O Nefilim Primordial Brasileira

Autor(a): Ghoustter


Volume 2 – Arco 1

Capítulo 67: Olhos Universais

Não era possível sentir o menor traço de energia vindo daquele garoto. Era como se ele não existisse, ainda que estivesse visível. Era como se estivesse ali ao mesmo tempo em que também não estava.

"Então por quê?", indagou-se Corvus Pragis, enquanto suas pernas fraquejavam. A única coisa que conseguia sentir daquele garoto era… medo. "Eu não consigo nem ficar de pé?"

Paralisado, observava o garoto caminhando em direção ao Rei. Seus cabelos roxos levemente maiores e ondulados balançavam mesmo sem correntes de ar no ambiente.

Seus olhos roxos refletiam um brilho incomum. Era como se o próprio universo estivesse sendo refletido neles. Uma visão gloriosa e aterrorizante ao mesmo tempo.

Como alguém poderia se sentir ao ficar cara a cara com o próprio universo?

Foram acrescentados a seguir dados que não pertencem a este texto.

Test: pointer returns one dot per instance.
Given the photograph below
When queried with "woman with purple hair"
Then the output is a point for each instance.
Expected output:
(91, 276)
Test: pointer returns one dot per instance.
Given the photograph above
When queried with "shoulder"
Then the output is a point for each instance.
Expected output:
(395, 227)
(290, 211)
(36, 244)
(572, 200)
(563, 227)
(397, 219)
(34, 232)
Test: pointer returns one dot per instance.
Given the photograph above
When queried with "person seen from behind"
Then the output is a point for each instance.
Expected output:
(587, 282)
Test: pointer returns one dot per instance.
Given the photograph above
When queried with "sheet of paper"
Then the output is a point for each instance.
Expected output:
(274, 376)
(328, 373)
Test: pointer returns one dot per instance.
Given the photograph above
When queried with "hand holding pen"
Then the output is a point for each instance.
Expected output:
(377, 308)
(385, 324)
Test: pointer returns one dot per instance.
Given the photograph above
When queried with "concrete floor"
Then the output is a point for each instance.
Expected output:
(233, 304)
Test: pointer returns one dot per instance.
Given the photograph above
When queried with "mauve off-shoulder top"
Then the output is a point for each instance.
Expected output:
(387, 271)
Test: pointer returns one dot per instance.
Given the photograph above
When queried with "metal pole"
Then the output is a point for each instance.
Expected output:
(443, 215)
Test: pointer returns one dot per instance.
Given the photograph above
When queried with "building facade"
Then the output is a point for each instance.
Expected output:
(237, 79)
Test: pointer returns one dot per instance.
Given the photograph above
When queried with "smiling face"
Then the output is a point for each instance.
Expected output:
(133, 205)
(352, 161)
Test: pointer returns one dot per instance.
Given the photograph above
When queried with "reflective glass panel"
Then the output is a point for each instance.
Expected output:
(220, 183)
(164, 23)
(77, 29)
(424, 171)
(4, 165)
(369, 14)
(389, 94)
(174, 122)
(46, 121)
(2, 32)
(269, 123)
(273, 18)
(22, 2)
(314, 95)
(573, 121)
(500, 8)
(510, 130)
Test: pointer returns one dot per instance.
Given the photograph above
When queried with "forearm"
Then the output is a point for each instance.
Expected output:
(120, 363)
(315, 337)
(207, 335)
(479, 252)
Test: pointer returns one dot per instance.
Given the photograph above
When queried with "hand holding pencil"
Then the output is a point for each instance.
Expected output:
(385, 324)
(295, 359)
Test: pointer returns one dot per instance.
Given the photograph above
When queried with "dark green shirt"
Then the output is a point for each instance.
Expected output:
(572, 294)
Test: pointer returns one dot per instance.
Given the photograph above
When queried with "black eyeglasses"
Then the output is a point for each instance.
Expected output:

Insignificante. Era assim como Corvus se sentia naquele momento. Apenas um grão de areia em meio à vastidão do cosmos.

— Mas o que diabos é esse cara?

"Eu não queria ter que mostrar isso para a Petra." O próprio Raizel sentia repulsa daquela aparência, era semelhante à do desgraçado do seu pai. "Mas já que todo mundo aqui vai ter que morrer mesmo, acho que tudo bem usar isso uma vez ou outra".

Então encarou o casulo negro do inimigo acima, uma espessa e grotesca massa de energia extremamente condensada.

— Venha, velhote — provocou com um sorriso sádico no rosto — ou eu mesmo vou até aí.

— Ora, seu…

Irritado e sem pensar direito, o monarca simplesmente disparou todo o poder acumulado em um único disparo de energia concentrada que, de tão veloz, cortava o espaço e se equiparava à luz.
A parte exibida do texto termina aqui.